Host: The Japan Society of Mechanical Engineers
Name : [in Japanese]
Date : September 18, 2024 - September 20, 2024
Microscrews measuring M2.0 or smaller are widely used in the assembly of smartphones, tablets, and wearable devices. To assemble delicate components, screw-tightening torques of less than 100 mNm and accuracies of ±5% are typically required. In recent years, high-performance electric screwdrivers have been developed to satisfy these requirements. However, even under strict torque control, the actual screw-fastening force remains unclear. Hence, screw tightening must be performed under various conditions using the torque method to understand the axial-force distribution of the screw and to determine the tightening conditions that satisfy the required fastening force.
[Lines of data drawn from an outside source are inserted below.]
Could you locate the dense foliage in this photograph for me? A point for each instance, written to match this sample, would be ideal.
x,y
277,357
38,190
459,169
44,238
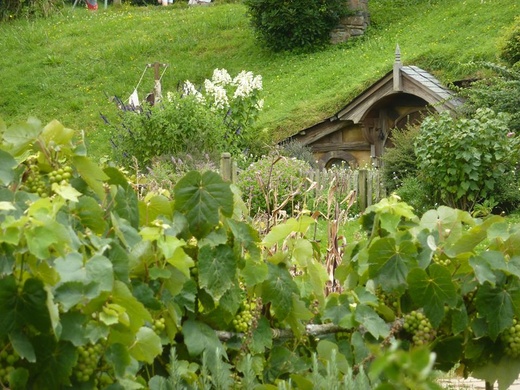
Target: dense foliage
x,y
100,288
463,160
300,24
193,121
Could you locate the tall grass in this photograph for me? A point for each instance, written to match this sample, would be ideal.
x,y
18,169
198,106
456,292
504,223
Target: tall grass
x,y
66,66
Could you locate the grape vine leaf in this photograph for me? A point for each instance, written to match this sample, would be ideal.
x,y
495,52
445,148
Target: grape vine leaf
x,y
147,345
496,305
7,163
152,207
90,213
278,289
368,318
389,263
55,361
217,269
22,345
337,310
201,197
199,337
117,355
91,173
122,296
432,291
20,137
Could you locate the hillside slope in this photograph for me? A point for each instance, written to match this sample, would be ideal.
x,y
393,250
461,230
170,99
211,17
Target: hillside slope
x,y
67,66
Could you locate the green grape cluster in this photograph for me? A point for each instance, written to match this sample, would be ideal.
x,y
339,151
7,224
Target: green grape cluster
x,y
88,360
60,175
8,360
439,260
158,325
511,338
244,318
34,181
419,327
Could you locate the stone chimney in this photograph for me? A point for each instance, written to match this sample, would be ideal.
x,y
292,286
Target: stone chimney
x,y
353,25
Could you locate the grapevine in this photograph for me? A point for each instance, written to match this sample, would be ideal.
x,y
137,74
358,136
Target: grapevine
x,y
8,360
511,338
419,327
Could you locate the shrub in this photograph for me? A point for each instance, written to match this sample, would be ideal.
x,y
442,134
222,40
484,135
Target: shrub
x,y
194,121
400,162
270,181
499,91
177,126
297,24
414,192
463,160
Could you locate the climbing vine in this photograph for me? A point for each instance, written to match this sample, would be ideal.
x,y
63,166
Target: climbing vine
x,y
100,289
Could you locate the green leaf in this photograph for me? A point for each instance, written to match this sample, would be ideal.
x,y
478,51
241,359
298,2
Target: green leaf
x,y
92,174
389,263
262,337
368,318
7,164
495,304
41,238
55,361
278,289
22,346
153,207
117,355
22,136
432,291
217,269
201,198
199,337
91,215
147,345
329,352
138,314
26,309
336,308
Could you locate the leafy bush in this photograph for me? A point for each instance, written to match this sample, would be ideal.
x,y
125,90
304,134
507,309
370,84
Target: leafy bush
x,y
414,192
272,180
14,9
99,289
510,49
463,160
176,126
499,91
400,162
197,122
297,24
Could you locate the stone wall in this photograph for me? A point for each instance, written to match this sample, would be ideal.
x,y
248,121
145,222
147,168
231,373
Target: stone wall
x,y
352,25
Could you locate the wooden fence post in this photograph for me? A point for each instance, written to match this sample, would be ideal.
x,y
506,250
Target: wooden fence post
x,y
226,166
362,189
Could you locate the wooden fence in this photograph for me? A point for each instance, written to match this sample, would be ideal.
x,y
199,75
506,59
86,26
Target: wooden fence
x,y
367,183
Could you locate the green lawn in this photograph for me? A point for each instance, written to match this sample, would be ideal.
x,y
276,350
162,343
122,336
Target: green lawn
x,y
67,66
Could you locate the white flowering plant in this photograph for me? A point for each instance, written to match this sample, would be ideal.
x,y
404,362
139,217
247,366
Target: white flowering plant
x,y
239,101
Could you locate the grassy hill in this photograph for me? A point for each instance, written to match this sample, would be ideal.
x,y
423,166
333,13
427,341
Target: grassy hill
x,y
65,67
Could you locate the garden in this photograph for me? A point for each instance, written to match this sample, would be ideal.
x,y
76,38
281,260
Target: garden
x,y
149,268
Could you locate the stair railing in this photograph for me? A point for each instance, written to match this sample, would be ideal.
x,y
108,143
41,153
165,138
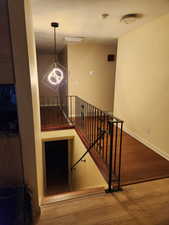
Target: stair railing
x,y
89,149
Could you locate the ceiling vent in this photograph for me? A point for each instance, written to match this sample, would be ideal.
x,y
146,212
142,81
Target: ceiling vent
x,y
74,39
130,18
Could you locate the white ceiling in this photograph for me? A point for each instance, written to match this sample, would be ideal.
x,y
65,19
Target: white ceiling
x,y
83,18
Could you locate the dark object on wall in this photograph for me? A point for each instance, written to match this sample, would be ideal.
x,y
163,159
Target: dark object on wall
x,y
8,109
111,58
15,206
11,206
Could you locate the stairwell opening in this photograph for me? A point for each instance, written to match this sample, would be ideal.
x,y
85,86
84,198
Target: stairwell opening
x,y
57,167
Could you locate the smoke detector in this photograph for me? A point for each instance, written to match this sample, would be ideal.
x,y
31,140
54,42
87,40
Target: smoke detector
x,y
130,18
74,39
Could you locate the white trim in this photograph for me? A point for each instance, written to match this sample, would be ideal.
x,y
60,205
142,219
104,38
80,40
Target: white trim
x,y
148,144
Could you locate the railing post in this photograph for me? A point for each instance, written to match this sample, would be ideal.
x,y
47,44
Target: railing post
x,y
111,131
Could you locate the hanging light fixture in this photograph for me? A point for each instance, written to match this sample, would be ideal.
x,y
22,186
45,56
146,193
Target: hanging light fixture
x,y
56,75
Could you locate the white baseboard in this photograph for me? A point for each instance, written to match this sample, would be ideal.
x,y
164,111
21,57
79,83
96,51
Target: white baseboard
x,y
148,144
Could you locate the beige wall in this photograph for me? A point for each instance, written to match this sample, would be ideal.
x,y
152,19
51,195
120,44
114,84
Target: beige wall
x,y
96,88
45,62
142,83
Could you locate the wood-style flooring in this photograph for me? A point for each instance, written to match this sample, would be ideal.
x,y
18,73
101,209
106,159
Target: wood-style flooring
x,y
138,204
139,163
52,118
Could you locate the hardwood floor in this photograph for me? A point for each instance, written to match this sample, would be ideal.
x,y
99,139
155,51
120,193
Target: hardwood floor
x,y
52,118
139,204
139,163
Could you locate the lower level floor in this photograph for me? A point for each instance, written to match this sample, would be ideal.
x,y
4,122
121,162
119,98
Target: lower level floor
x,y
138,204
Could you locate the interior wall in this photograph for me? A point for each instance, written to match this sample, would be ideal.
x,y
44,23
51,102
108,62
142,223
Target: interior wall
x,y
6,65
11,171
25,67
90,75
45,62
142,83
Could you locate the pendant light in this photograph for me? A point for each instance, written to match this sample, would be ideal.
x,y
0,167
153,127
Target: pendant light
x,y
56,75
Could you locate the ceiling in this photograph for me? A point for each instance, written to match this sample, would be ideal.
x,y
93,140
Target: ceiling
x,y
84,18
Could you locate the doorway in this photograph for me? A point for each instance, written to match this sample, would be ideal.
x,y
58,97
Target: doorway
x,y
57,167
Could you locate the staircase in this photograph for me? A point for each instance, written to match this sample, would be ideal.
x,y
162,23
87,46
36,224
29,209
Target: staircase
x,y
100,132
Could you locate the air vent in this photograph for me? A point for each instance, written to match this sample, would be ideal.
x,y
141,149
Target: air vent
x,y
130,18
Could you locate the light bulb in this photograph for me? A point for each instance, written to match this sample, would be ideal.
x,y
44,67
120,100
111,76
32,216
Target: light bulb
x,y
56,76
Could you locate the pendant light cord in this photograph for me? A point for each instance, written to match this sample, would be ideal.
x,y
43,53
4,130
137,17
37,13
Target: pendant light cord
x,y
55,53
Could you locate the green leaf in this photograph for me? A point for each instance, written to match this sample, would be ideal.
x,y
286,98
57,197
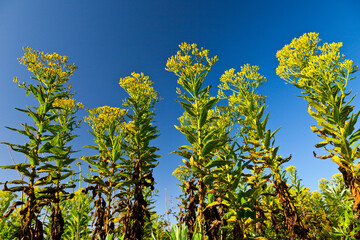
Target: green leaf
x,y
217,163
267,139
209,147
321,144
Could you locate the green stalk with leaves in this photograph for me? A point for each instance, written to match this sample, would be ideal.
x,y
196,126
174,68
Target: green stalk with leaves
x,y
259,141
322,73
47,149
191,65
141,157
108,126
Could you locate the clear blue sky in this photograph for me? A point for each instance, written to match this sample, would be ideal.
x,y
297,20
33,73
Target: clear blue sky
x,y
110,39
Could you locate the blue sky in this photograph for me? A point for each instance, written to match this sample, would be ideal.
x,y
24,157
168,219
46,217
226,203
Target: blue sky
x,y
110,39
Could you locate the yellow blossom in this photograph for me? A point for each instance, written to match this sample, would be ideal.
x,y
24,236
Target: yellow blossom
x,y
67,104
102,118
190,62
48,68
138,86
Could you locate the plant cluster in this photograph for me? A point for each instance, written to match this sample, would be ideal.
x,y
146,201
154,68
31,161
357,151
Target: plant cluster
x,y
233,181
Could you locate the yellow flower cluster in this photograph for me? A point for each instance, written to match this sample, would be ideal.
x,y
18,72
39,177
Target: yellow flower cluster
x,y
190,61
102,118
294,56
47,67
67,104
245,81
138,86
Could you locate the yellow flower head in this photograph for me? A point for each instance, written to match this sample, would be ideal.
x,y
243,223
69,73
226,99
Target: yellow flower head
x,y
102,118
67,104
139,86
190,61
48,68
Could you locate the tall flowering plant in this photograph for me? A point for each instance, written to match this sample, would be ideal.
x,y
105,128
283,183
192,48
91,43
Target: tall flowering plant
x,y
48,150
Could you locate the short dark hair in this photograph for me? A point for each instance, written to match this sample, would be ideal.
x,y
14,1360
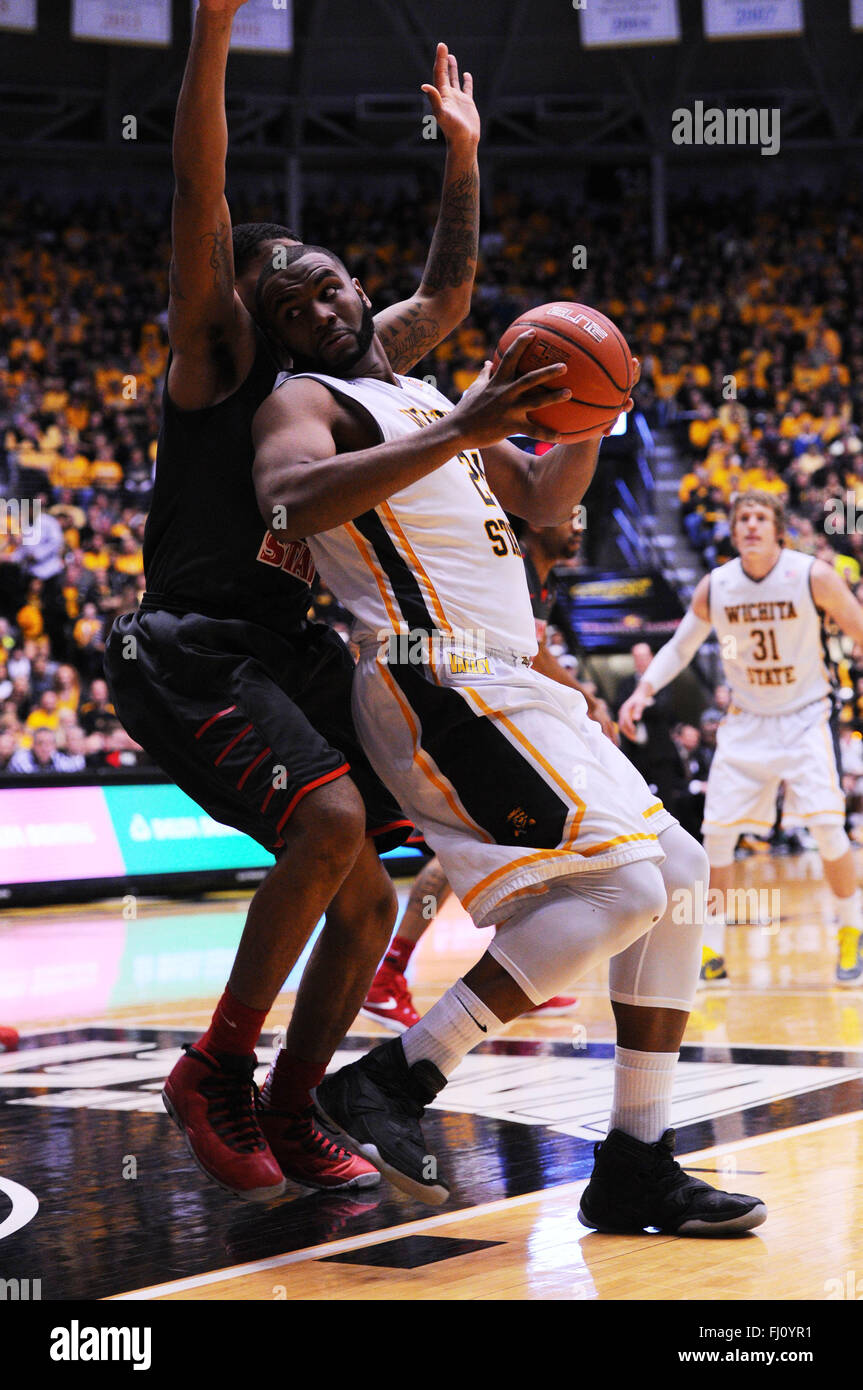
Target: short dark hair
x,y
250,236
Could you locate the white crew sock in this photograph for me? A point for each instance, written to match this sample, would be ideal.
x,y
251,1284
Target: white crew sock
x,y
642,1093
849,912
450,1029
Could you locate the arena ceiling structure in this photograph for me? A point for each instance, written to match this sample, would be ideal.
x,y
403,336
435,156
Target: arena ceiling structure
x,y
350,88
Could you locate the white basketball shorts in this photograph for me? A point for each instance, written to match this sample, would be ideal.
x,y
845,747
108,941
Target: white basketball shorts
x,y
505,774
756,752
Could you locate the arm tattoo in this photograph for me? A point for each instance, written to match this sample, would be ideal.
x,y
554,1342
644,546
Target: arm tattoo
x,y
452,259
409,338
221,257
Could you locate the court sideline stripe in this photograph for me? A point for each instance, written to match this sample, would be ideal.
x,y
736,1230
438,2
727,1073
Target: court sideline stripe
x,y
378,1237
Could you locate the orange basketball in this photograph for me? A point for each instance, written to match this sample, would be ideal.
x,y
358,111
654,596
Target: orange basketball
x,y
599,364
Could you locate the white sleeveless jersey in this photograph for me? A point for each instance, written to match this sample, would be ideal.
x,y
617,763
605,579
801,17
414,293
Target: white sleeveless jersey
x,y
770,635
437,556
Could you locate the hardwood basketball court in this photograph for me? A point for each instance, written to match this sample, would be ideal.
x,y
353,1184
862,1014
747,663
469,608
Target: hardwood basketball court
x,y
769,1100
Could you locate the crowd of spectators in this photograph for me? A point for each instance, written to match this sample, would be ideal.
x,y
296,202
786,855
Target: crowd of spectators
x,y
751,337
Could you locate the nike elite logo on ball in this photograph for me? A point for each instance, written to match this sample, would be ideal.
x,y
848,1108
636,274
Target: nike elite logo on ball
x,y
588,325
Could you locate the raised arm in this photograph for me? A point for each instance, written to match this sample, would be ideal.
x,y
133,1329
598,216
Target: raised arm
x,y
413,327
210,332
671,659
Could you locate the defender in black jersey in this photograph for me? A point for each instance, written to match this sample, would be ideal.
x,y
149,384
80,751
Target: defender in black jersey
x,y
224,680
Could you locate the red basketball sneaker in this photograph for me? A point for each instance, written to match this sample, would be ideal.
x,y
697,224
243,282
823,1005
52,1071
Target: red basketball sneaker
x,y
389,1001
559,1004
211,1102
310,1157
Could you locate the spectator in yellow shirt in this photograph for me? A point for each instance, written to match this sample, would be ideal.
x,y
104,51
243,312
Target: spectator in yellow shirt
x,y
46,715
703,427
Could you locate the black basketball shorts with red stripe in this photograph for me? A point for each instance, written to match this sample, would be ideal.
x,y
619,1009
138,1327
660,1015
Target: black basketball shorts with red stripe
x,y
245,720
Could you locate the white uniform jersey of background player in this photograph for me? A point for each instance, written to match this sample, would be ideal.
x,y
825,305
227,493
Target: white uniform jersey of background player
x,y
767,608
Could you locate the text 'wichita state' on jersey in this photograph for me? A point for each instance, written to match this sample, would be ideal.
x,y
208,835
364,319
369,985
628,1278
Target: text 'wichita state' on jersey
x,y
437,556
770,635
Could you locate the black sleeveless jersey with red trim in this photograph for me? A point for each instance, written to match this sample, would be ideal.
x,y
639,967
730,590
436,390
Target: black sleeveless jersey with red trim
x,y
206,546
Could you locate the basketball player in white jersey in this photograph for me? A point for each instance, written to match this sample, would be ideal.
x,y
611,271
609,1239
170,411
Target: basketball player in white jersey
x,y
766,608
541,823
Directly measuring the axial force in microscrews is challenging because of difficulties in embedding strain gauges or other devices, which consequently complicates the optimization of screw-fastening conditions. Hence, this study proposes a system that accurately estimates the axial force during microscrew tightening by utilizing IoT sensing technology and a machine-learning-based regression prediction model. We design a system that senses and captures multivariate time-series data and develop a machine-learning regression prediction model based on acquired data to accurately estimate the axial force of the screws. Experimental verification using M2 screws shows that the proposed system achieves an axial-force-estimation accuracy of approximately 3%.